On Oct 17, 7:20 pm, Nathan Blythe <
nbly...@gmail.com> wrote:
> Thanks for the info, good to know how to approach the problem. I
> didn't realize you had root access to everybody's machines in Archer;
> I'm actually kind of surprised about that, but I guess it does make
> debugging a lot easier as you don't have to walk every user through
> the details of the VM and condor, when most people are probably just
> interested in getting their jobs running.

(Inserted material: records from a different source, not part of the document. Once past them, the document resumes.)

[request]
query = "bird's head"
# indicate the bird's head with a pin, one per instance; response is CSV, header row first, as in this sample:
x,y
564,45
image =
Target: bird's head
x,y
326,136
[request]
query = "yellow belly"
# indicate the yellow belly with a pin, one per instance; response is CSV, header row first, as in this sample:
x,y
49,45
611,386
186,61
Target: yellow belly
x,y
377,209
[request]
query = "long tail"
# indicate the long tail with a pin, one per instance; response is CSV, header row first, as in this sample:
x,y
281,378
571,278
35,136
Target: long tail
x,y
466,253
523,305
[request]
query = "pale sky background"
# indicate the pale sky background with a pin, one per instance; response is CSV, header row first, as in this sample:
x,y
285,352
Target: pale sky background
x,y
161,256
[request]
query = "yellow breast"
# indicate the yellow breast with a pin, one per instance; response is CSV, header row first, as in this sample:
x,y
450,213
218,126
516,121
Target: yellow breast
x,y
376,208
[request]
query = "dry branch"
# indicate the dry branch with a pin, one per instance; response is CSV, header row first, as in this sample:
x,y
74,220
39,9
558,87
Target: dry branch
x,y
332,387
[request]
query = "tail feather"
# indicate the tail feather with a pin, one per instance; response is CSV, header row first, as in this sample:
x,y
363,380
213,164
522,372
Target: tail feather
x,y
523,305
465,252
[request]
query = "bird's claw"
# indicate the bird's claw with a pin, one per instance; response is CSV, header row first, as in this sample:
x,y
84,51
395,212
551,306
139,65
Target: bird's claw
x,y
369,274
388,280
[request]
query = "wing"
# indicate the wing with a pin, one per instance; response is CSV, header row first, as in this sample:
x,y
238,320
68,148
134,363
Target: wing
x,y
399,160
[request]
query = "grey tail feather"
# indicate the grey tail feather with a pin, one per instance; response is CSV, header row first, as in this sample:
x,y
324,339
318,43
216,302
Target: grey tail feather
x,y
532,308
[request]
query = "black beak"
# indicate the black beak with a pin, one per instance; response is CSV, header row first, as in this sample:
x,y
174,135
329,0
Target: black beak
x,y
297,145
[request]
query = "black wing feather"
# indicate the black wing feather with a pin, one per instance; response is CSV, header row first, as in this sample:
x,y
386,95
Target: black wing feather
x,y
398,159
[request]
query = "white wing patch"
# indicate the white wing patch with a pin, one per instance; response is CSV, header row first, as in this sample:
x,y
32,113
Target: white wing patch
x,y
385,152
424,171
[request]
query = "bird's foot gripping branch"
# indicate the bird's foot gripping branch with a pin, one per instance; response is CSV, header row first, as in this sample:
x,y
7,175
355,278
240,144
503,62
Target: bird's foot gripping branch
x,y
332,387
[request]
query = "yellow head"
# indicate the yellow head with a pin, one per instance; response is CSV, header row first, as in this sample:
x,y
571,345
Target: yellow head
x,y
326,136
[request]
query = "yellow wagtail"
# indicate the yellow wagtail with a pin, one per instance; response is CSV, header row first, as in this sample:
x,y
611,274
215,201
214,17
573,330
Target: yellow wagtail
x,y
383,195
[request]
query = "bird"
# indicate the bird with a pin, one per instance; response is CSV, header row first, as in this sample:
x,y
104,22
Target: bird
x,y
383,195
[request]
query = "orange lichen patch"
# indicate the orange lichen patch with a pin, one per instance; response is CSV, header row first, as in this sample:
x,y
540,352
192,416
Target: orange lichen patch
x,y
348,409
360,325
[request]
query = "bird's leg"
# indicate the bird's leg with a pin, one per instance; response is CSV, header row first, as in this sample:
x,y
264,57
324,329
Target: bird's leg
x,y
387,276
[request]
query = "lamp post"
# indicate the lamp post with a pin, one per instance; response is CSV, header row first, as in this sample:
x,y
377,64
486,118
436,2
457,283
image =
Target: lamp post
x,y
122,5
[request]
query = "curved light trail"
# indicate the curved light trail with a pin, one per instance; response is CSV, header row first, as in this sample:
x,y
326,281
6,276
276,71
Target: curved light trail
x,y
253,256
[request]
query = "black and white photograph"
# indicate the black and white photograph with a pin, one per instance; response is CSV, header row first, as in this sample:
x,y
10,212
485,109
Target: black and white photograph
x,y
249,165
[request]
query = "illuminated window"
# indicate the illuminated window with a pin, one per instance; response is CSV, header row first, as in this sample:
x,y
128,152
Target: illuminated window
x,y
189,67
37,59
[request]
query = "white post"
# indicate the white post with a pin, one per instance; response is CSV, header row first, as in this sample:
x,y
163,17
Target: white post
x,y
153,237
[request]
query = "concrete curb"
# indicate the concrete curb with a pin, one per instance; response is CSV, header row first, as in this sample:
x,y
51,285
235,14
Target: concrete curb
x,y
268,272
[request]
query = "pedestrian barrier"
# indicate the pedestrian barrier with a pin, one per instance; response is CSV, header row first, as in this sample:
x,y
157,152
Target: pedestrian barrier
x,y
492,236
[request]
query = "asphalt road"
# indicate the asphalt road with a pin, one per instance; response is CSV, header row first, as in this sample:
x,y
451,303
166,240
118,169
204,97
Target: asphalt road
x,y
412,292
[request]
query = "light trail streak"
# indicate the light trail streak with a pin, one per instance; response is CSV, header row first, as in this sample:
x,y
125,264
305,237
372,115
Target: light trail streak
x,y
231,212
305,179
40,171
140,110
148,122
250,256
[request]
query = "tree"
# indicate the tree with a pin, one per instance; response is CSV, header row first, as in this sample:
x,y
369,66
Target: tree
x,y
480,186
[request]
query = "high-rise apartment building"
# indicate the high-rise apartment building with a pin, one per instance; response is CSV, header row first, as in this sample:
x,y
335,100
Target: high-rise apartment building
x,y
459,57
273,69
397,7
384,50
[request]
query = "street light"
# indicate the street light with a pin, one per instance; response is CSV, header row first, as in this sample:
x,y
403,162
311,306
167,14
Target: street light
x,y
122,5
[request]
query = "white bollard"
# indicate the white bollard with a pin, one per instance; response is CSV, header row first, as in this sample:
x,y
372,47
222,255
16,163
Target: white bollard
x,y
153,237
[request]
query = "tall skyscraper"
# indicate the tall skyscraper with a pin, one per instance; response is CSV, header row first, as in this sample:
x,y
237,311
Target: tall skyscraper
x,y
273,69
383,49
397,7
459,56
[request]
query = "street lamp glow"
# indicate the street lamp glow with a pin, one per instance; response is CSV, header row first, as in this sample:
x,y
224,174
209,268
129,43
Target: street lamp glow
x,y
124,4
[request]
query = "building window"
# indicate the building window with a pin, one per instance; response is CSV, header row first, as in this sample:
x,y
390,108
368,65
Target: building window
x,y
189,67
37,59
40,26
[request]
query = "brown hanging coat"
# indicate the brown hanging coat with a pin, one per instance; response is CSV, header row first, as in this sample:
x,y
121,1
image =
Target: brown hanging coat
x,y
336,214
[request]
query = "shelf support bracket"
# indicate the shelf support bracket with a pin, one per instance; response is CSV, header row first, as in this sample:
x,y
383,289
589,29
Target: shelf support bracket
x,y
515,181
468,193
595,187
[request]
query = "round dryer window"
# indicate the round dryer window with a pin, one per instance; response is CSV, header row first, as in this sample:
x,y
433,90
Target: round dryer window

If I recall correctly we explain in the terms of use box that Archer
management has admin. access to the appliances for troubleshooting, we
should double-check this is still there. We should also update the
FAQ.
(Users can disable this by removing the Archer admin ssh key from the
appliance, but it's an important tool for us to debug problems).
--rf
>
> Thanks again,
> Nathan
>
> On 10/17/09, David Isaac Wolinsky <
davi...@ufl.edu> wrote:
>
>
>
> > Nathan Blythe wrote:
> >> Wow, yes, that fixed it, thanks!
>
> >> I'm curious how you divined that particular solution from my rather
> >> vague description. The linked thread doesn't mention the error I
> >> received; the only connection seems to be the "corruption" message
> >> (which, upon inspection, I did have).
>
> > Hidden away in antiquity:
> >
http://www.grid-appliance.org/wiki/index.php/Archer:FAQs#What_privile...
>
> > We can ssh into your machine to assist in debugging. It probably would
> > have been more proper to iterate with you through the problem and not
> > log into your machine. Though this is what I did...
>
> > - ps uax | grep condor
> > there was no condor_schedd
> > - check /opt/condor/var/log/
> > Something was stopping the condor_schedd from starting
> > - tried to manually restart the entire condor stack, no luck
> > - google, solution, but I didn't want to mess up with what you were
> > doing, so I left resolution up to you.
>
> > Cheers,
> > David
>
> >> Thanks again.
>
> >> On 10/16/09, David Isaac Wolinsky <
davi...@ufl.edu> wrote:
>
> >>> I think this is your problem:
> >>>
https://lists.cs.wisc.edu/archive/condor-users/pre-2004-June/msg01095...